– У нас по ящику показывают и не такое. И знаешь, что тебе скажу? Хорошо, что у нас нет телевизора.
В принципе, ящик ящиком. Он для того и создан. Не хочешь видеть очередную намасленную лысину – выключи и иди спать. Или читать книжку. Но когда видишь вот это на каждом углу – поневоле поднимается раздражение.
Ислам собирает его в плевок и отправляет под ноги.
– Неужели вашим людям это нравится? – допытывается Яно.
– Не очень. Да что там. Спроси любого – и каждый тебе ответит, что он уже не помнит большую часть этих морд. А тем, кого помнит, – не верит. Совсем не нравится.
– А почему никто ничего не делает?
– Ты как ребёнок, Ян.
– Могли бы что-то сделать. Если каждый сделает понемножку, может быть, они, – он тыкает в плакаты варежкой, – захотят… подумать?
– Что сделать, например?
Ян делает шаг в сторону, на ходу стягивая варежку. Пальцы скользят по плакату, находят слабину в плохо промазанной клеем бумаге. Она превращается в его руках в комок и летит в ближайшую урну.
– Неплохо, – оценил Ислам.
Улыбка вползает на лицо, полная застенчивости, держится на губах.
– Я правильно сделал?
Он иностранец… нет, не так. Не важно, иностранец он или нет. Просто его мир – это не только родной Таллинн и кое-где этот город, его мир очень далеко отсюда, и одновременно он – везде вокруг. В кусочках, что разбросаны по комнате в общежитии, книжках, дисках с музыкой, в мелодии, что он наигрывает на своём саксофоне. Его мир – это далёкая Мексика, это Индия и Китай. Глубины океана, оркестровая яма и рёв зрителей на концерте «U2». Он нигде, и в то же время ему есть дело до всего.
– Ещё бы, – говорит Ислам. – Ещё бы…
Хасанов тянется к соседнему плакату, глаза чешутся, кажется, на них сейчас смотрит вся улица. Краем глаза видит суету, мельтешение машин, лица людей в перегаре улицы, выражений не видно, и от этого ещё страшнее.

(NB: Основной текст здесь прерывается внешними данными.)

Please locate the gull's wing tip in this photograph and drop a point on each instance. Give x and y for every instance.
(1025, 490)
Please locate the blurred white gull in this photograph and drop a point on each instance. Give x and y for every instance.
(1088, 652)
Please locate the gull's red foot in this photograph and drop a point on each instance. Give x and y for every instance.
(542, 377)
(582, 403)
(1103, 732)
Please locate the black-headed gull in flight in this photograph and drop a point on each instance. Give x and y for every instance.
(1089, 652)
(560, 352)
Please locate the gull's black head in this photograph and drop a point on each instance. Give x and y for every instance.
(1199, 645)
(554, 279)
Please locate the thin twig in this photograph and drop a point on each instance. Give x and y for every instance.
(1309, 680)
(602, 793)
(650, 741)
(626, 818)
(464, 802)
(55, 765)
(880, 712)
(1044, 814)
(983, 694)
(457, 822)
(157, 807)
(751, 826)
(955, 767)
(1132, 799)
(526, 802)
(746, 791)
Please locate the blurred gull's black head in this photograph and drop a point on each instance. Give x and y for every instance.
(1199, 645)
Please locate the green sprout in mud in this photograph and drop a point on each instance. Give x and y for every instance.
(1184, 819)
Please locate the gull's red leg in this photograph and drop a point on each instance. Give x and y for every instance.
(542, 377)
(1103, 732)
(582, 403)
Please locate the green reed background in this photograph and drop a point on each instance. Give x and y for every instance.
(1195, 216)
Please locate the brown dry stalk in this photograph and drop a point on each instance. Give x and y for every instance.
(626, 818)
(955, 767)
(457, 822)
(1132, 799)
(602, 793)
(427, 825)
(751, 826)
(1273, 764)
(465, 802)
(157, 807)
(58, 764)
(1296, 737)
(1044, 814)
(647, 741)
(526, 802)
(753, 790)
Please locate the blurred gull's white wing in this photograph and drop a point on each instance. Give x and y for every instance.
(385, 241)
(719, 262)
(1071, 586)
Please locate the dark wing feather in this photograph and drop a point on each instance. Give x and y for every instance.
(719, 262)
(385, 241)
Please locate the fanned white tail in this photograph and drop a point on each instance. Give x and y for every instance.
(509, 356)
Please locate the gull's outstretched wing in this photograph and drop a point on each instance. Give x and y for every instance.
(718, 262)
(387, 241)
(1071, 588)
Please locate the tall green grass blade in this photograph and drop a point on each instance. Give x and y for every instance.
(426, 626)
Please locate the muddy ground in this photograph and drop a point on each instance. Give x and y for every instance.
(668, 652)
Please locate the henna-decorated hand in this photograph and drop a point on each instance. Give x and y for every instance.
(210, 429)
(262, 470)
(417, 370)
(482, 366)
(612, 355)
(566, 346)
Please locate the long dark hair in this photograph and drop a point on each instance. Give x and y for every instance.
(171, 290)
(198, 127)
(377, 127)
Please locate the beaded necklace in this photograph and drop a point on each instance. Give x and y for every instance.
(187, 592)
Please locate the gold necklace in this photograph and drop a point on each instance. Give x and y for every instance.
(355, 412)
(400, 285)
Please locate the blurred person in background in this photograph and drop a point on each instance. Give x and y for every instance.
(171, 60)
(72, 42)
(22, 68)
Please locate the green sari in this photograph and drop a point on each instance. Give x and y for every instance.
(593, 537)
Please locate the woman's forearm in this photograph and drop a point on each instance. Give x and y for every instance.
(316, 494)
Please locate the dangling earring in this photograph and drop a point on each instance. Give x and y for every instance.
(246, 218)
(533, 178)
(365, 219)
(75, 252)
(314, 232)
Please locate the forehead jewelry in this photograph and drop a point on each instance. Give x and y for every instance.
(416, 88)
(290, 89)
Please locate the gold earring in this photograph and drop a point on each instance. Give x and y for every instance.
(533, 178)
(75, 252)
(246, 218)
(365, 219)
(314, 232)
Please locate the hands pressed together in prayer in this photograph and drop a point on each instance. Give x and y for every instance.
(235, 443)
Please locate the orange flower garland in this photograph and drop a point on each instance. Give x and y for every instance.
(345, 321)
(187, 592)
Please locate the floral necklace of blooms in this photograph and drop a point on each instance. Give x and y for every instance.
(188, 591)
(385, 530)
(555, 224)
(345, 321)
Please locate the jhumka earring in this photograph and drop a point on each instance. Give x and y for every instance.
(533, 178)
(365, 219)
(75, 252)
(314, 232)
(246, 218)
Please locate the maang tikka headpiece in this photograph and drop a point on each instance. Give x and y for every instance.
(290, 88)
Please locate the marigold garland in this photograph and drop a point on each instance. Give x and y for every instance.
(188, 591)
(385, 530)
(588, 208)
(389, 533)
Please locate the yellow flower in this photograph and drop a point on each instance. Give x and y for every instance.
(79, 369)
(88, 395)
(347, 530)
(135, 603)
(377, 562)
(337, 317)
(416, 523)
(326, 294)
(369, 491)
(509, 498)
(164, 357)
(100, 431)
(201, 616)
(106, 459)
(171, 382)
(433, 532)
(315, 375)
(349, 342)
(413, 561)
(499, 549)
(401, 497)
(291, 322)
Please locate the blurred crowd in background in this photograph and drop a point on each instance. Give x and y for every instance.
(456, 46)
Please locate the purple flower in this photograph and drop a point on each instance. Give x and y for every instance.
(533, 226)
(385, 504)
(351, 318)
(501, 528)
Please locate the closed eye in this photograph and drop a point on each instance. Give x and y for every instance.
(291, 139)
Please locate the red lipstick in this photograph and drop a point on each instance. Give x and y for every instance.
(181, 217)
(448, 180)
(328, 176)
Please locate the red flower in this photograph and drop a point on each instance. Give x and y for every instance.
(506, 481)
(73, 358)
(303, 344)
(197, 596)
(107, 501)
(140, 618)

Делает над собой усилие. Оглушительно хохочет и срывает плакат.
– Ты чего? – пугается Яно.
– Ничего, – Хасанов смеётся, бумажка отскакивает от носка его ботинка, спохватывается, поднимает её с земли и швыряет в урну. – Не знаю. Что-то поржать захотелось, знаешь? Давай помогай.
Вместе они очищают стену от рекламы. Остаются следы клея, клочки глянца, но всё нормально. Пусть знают господа депутаты, что их рожи здесь уже побывали – и они здесь не прижились.
Глава 3
С крыши общежития можно перекинуть мостик на крышу, собственно, универа. Первый корпус примыкает углом к общаге, разделяет их каких-то полтора метра пронзительной, отчаянной высоты и два низеньких бортика с одной и другой стороны. Крыша первого корпуса запиралась на замок, и вытаскивание ключа из подсобки было настоящим адом. Как и проникновение в универ после одиннадцати, как раз тогда, когда оно на самом деле необходимо.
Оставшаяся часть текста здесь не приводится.